Architecture Deployment

As you know, the Kubernetes cluster consists of control and data planes. Let’s focus on the data plane nodes:

Data application nodes collect data for ML applications. Master Data is storage where data application pods upload prepared data. If the entire dataset is placed into local node storage, it is recommended to fully replicate the data to all the nodes. This significantly reduces the number of failures and network load when ML application pods read the data. ClickHouse and/or MinIO can be used as Master Data.
You can use colocation and connect an entire rack to a single fast 10GE switch. However, even in this case, it is important to group the prepared data properly. Then you will be able to use one of the binary storage formats and avoid overhead expenses for scraping.
Models and related functions run on ML application nodes. They perform inference and record the results. Result storage nodes must be able to take in data analysis results, evaluate them and provide access to them externally. You can use ClickHouse and/or MinIO as a Data Master.
You can write your own scheduler using Kubernetes API or use built-in, Dagster, Airflow, and other schedulers. During the implementation, it is important to control the number of records in etcd for pods. Filled application pods need to be cleaned now and then, otherwise, etcd will become overfilled and the cluster will die.
Load sharing across multiple nodes. When ML applications run, resources are used to their fullest, and this is a typical situation. It is important to always have free resources for system services. An exception is environments for dev testing: they can be located in a single node for cost saving.

Backup and Monitoring subsystems should be in a separate space that does not depend on your Data and ML subsystems. It is important that it includes the creation of a set of backups at different points in time and their testing to manage sudden failures, as part of scheduled drills.

Last but not least are your master nodes that contain the Kubernetes control plane.

Conclusions

If your AI system is in the development phase and does not require constant resource utilization, opting for a cloud provider is a sensible choice. By renting spot and on-demand instances for specific tasks, you can avoid paying for idle resources and potentially save money. However, for AI systems that require continuous cluster utilization and have specific hardware needs, employing a bare metal provider becomes a logical consideration, provided your team has the required expertise.

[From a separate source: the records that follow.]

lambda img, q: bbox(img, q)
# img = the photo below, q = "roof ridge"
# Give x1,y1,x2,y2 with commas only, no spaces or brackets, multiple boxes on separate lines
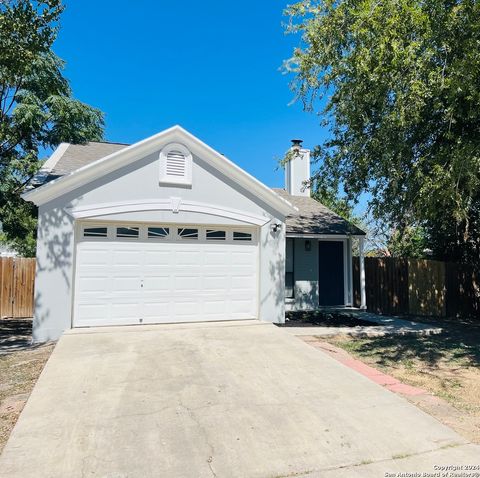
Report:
23,126,296,216
82,141,131,146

In terms of disaster recovery and security, cloud providers typically offer robust built-in measures such as data replication, geographic redundancy, and automated backup and recovery solutions. This provides a level of protection against data loss and ensures business continuity in case of unforeseen events. On the other hand, bare metal infrastructure allows for more control over security measures, enabling organizations to implement their own customized security protocols and maintain direct control over data privacy and compliance. However, this also means that the responsibility for implementing and managing disaster recovery and security measures falls solely on the internal SRE.